About This Site
Drunk Driver Settlement Calculator is an independent legal research resource. We are not a law firm, and we do not provide legal advice. We aggregate publicly available data to help accident victims understand the settlement landscape before speaking with an attorney.
What We Do
We collect and analyze settlement data from three primary sources: NHTSA crash statistics, state court public records, and American Bar Foundation research on litigation outcomes. We then build state-specific and city-specific settlement calculators that apply real legal variables — fault rules, statutes of limitations, punitive damages caps, and dram shop laws — to produce estimates that are meaningfully more accurate than generic national averages.
Every page on this site references the actual statute governing DUI cases in that state. Every settlement range is derived from documented court data. We do not invent numbers. We do not inflate estimates to attract leads. Our job is to give you accurate information before you enter any negotiation.
Who We Are
We are independent legal researchers with backgrounds in data analysis and legal publishing. We are not attorneys, and nothing on this site should be construed as legal advice. We operate similarly to legal information publishers like Nolo, FindLaw, and Avvo — we provide research; licensed attorneys provide counsel.

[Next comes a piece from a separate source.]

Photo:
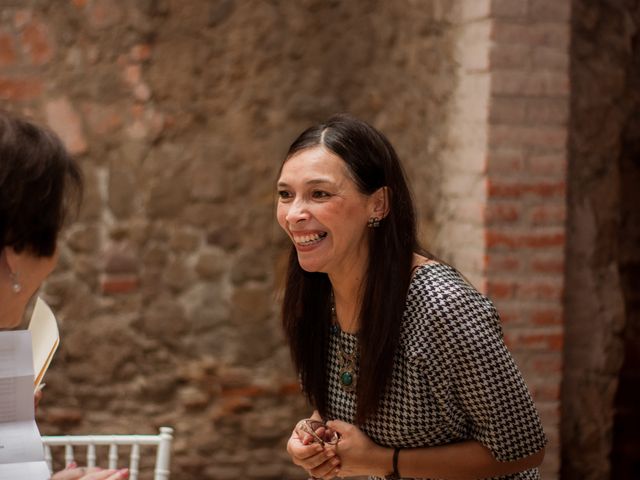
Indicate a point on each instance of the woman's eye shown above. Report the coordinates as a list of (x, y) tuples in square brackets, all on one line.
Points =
[(321, 194)]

We partner with licensed personal injury attorneys in each state we cover. When you submit a case evaluation request, your information goes to a licensed attorney in your state — not to a call center or lead broker. We take our responsibility to accident victims seriously.
Our Data Sources
- NHTSA Crash Data System — city and state-level DUI crash statistics
- State bar associations — attorney fee structures and disciplinary data
- State court public records — settlement data aggregated by injury type and case outcome
- American Bar Foundation — litigation finance and outcome research
- State-specific DUI statutes — cited directly on each page
Coverage
We currently cover 8 states: Texas, California, Florida, New York, Georgia, Illinois, Arizona, and Ohio. These states collectively account for approximately 47% of all DUI crashes in the United States. We plan to expand to all 50 states.
Accuracy & Limitations
Settlement estimates on this site are statistical ranges — not predictions. Individual case outcomes depend on factors this calculator cannot assess: specific insurance policy limits, the strength of evidence, local jury tendencies, and the specific facts of your accident. The estimates are useful for understanding the range of outcomes and for informed conversations with an attorney — not for making legal decisions independently.